The big problem for post-secondary education these days is the funding levels from public sources are too low. When California abandoned the UC model of providing a college education for every kid in the state who wanted one it started a cascade of problems nationwide that have continued to this day. All of a sudden, the students and their parents became the main source of funding. That meant:

Increasing tuition rates to cover the shortfalls in construction funding –> increased demands by faculty and staff for higher salaries (if the kids are willing to pay more, why not?) –> more staff to raise funds and run activities (not educational, of course) to attract students –> more efforts to attract funds from private business, foundations, and (#1 with a bullet) alums and

–> More emphasis on collegiate sports

What we are now running into is the returns on this. Does football help with getting students on campus? Sure, a lot of kids go to schools where they can play ball and their parents watch. My son went to Trinity College, a really good school. The admissions people were very straightforward about it: they let him in at least in part to play lacrosse, just like they touted their sports programs to 40% or so of their applicants. But …
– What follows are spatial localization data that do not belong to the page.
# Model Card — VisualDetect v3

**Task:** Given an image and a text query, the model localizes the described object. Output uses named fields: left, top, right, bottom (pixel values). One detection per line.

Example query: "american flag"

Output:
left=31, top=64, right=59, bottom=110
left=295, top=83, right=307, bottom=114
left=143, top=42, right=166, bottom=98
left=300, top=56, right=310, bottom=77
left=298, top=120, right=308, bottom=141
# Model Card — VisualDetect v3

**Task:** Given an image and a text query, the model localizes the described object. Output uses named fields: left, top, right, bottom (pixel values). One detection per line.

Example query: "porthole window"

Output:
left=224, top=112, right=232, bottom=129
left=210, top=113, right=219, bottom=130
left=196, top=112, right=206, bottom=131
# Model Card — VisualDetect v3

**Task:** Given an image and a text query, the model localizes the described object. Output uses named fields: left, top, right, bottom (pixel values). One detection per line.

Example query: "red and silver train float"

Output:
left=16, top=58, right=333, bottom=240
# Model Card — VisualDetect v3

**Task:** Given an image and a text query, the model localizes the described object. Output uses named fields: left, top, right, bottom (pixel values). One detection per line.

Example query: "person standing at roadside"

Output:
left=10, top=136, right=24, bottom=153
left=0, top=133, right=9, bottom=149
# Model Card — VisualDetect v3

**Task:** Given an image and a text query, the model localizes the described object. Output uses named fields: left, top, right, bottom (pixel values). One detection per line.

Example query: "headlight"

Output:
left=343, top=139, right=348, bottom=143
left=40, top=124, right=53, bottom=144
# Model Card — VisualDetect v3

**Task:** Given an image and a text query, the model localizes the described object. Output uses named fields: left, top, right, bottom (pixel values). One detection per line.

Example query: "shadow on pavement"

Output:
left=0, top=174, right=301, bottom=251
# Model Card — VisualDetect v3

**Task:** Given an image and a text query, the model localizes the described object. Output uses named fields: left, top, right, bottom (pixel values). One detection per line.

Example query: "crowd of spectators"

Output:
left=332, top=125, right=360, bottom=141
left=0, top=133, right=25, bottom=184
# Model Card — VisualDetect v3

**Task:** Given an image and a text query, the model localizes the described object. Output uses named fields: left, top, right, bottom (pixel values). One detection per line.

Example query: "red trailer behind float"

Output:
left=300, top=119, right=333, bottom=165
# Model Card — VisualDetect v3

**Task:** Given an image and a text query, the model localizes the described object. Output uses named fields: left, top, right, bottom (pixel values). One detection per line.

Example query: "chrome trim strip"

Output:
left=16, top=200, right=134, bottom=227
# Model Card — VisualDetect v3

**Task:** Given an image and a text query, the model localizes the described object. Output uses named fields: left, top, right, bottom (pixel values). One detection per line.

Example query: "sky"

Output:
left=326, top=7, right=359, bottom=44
All of that is not what the problem is now with collegiate athletics. We are getting perilously close to having a few big time programs separated from the NCAA where the pretension of "student-athlete" will be unsustainable. In the long run, the politics of the public footing the bill for professional athletic programs at state colleges and universities is not defensible, especially in the face of increasing costs for educational programs.

A "luxury tax" scheme like that used in pro sports could bring more parity (not complete; Bammer will always get good players) and might be a solution. If we don't find one soon we'll see an end of the "big time" college game. I don't want to see that. I enjoy college football too much.